Some states allow the owner of a particular bank account to regain access to their account after it has been seized due to tax levy liability. With a qualified Boulder tax levy attorney by your side, you may be able to restore access to your account following an investigation by the bank. Attorneys who specialize in bank seizure cases may also be able to negotiate with the bank to recover lost funds. These negotiations can result in the return of interest or late fees and penalties. Additionally, they may be able to reduce the amount owed to the IRS.
There are several circumstances where a tax levy attorney could aid a taxpayer in recovering monies. If a taxpayer has been negligent in reporting income, this could cause penalties or fines to be applied to past-due taxes. The penalties or fines would be applied to the balance of the tax liability as well as the interest owed. The attorney may be able to negotiate with the IRS for a payment plan that lets the taxpayer pay off the balance of their liability over time. If the IRS insists on applying the full penalty, the best interest of the IRS would be to accept the lump sum.

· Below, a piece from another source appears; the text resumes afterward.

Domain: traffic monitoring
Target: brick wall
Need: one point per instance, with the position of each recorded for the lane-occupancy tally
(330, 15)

A tax levy attorney could also be utilized if the Internal Revenue Service requires a compromise of part of a debtor’s debt. Under a compromise agreement, the creditor agrees to accept less than the full amount of the debt in exchange for the return of the full amount from the debtor to the IRS. Compromise agreements are used when the debtor does not qualify for a debt settlement. In these cases, the tax liability is much smaller and the IRS is more likely to accept a settlement amount in return for the liability being eliminated. For larger sums of debt, the negotiation usually turns out to be successful.

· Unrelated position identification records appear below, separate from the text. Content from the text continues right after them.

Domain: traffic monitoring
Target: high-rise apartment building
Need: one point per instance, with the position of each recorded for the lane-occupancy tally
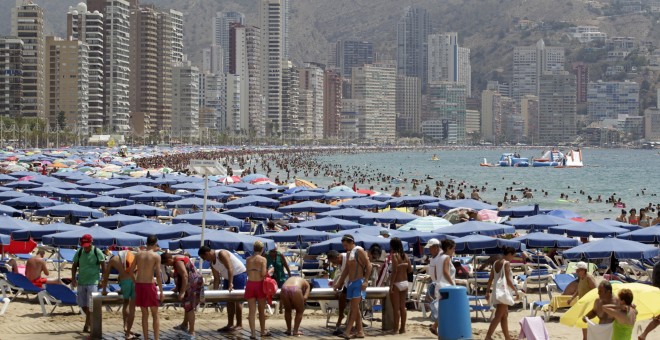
(352, 53)
(332, 104)
(116, 44)
(447, 61)
(530, 62)
(374, 86)
(408, 104)
(608, 100)
(28, 25)
(222, 23)
(412, 53)
(11, 81)
(185, 102)
(67, 75)
(446, 117)
(557, 108)
(272, 16)
(88, 27)
(312, 81)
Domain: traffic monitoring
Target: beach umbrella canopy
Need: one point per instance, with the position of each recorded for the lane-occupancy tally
(390, 216)
(363, 203)
(650, 235)
(101, 237)
(543, 240)
(155, 196)
(7, 195)
(586, 229)
(212, 218)
(411, 201)
(476, 227)
(522, 211)
(427, 223)
(256, 201)
(114, 221)
(361, 239)
(140, 210)
(106, 201)
(38, 231)
(302, 195)
(463, 203)
(221, 239)
(621, 249)
(66, 210)
(193, 202)
(328, 223)
(298, 235)
(31, 202)
(645, 297)
(309, 206)
(538, 222)
(350, 214)
(475, 243)
(341, 195)
(162, 231)
(256, 213)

It should be noted that many taxpayers decide to institute their own tax levy attorney. This is a good choice for those who have filed their initial tax returns but do not know what future tax actions might result. For instance, in some cases, taxpayers can receive official notice that they owe an outstanding debt to the IRS. If the amount is so large that they do not have enough funds to meet their financial obligations, they will need to take some kind of action. A tax levy attorney could be the best option.